Dogma doesn’t matter, because most Christians aren’t experts on their religion. The lay parishioner can have all sorts of weird beliefs.
That said, is it actually a distorted view? Don’t Catholics require submission to Jesus for salvation?
In any case: http://pewforum.org/Age/Religion-Among-the-Millennials.aspx
In answer to:* Do you think there is a hell, where people who have lead bad lives and die without being sorry are eternally punished?* Under age 30 is 59%, over age 30 is 62%.
Lobohan, actually not really. Catholicism, to put it extremely simply, basically states that while Christianity is the best bet for salvation, only God can answer who is saved and who is not. So no, it is not taught that those who don’t believe in Jesus go to Hell. That may have been a pre-Vatican II teaching, but it’s really not the Church view. (No, “You must accept Jesus Christ as your savior or you’ll burn in hell forever and non-Christians are condemned!!!”)

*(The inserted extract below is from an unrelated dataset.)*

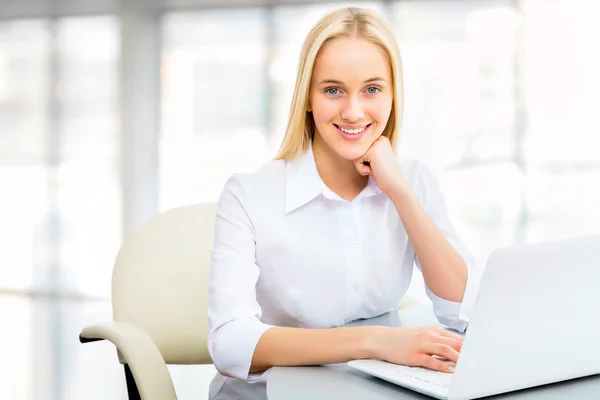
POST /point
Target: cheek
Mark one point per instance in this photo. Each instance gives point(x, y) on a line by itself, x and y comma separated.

Oh, that’s obnoxious, no doubt. I’m not saying I’m a fan of Tebow, mind you. Just that I don’t think he’s evil. Annoying and overexposed, probably. But that’s about it. (Although the over-exposure isn’t really his fault.)

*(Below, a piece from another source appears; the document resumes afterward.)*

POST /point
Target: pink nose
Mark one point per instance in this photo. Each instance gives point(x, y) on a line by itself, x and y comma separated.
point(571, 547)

Personally, I wish the media would shut up about the guy and quit acting like he’s the second coming of John Elway. (Is he really that good? Talent wise, that is? I’ve heard from both sides.)

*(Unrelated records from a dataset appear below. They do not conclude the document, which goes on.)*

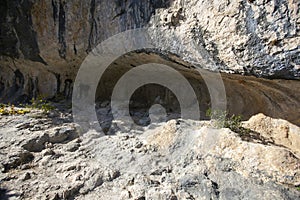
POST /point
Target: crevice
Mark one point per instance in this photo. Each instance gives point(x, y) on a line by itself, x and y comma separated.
point(62, 30)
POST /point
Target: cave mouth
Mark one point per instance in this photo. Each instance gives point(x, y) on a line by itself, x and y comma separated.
point(246, 95)
point(151, 102)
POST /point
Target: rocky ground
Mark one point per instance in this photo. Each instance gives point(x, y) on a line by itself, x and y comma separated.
point(44, 156)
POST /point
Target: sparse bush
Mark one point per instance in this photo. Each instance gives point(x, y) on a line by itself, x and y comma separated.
point(11, 110)
point(40, 103)
point(220, 119)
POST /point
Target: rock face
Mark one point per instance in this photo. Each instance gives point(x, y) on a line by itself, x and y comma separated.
point(179, 159)
point(260, 37)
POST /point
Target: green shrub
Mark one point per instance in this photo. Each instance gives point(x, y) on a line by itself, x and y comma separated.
point(220, 119)
point(11, 110)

You’re proving my point. Remember, I asked how Maher’s tweet can possibly be to substantiate the statement that religion is harmful. By your own admission, it doesn’t. Therefore, this whole issue of the harmfulness of religion is simply irrelevant.
I don’t think he is evil; I don’t hate him. However, he is worthy of mockery, and he is good for a few laughs. Maher agrees; his tweet represent nothing more than ridicule.
Mockery, yes. But some of the out and out hate that people show is pretty over the top.
Maybe I’m just a wee bitter – I’m a Steelers fan and our quarterback, while probably one of the best in the league, is a complete and total asshole. Trust me, I’d rather have someone with Tebow’s personality than Roethlisberger.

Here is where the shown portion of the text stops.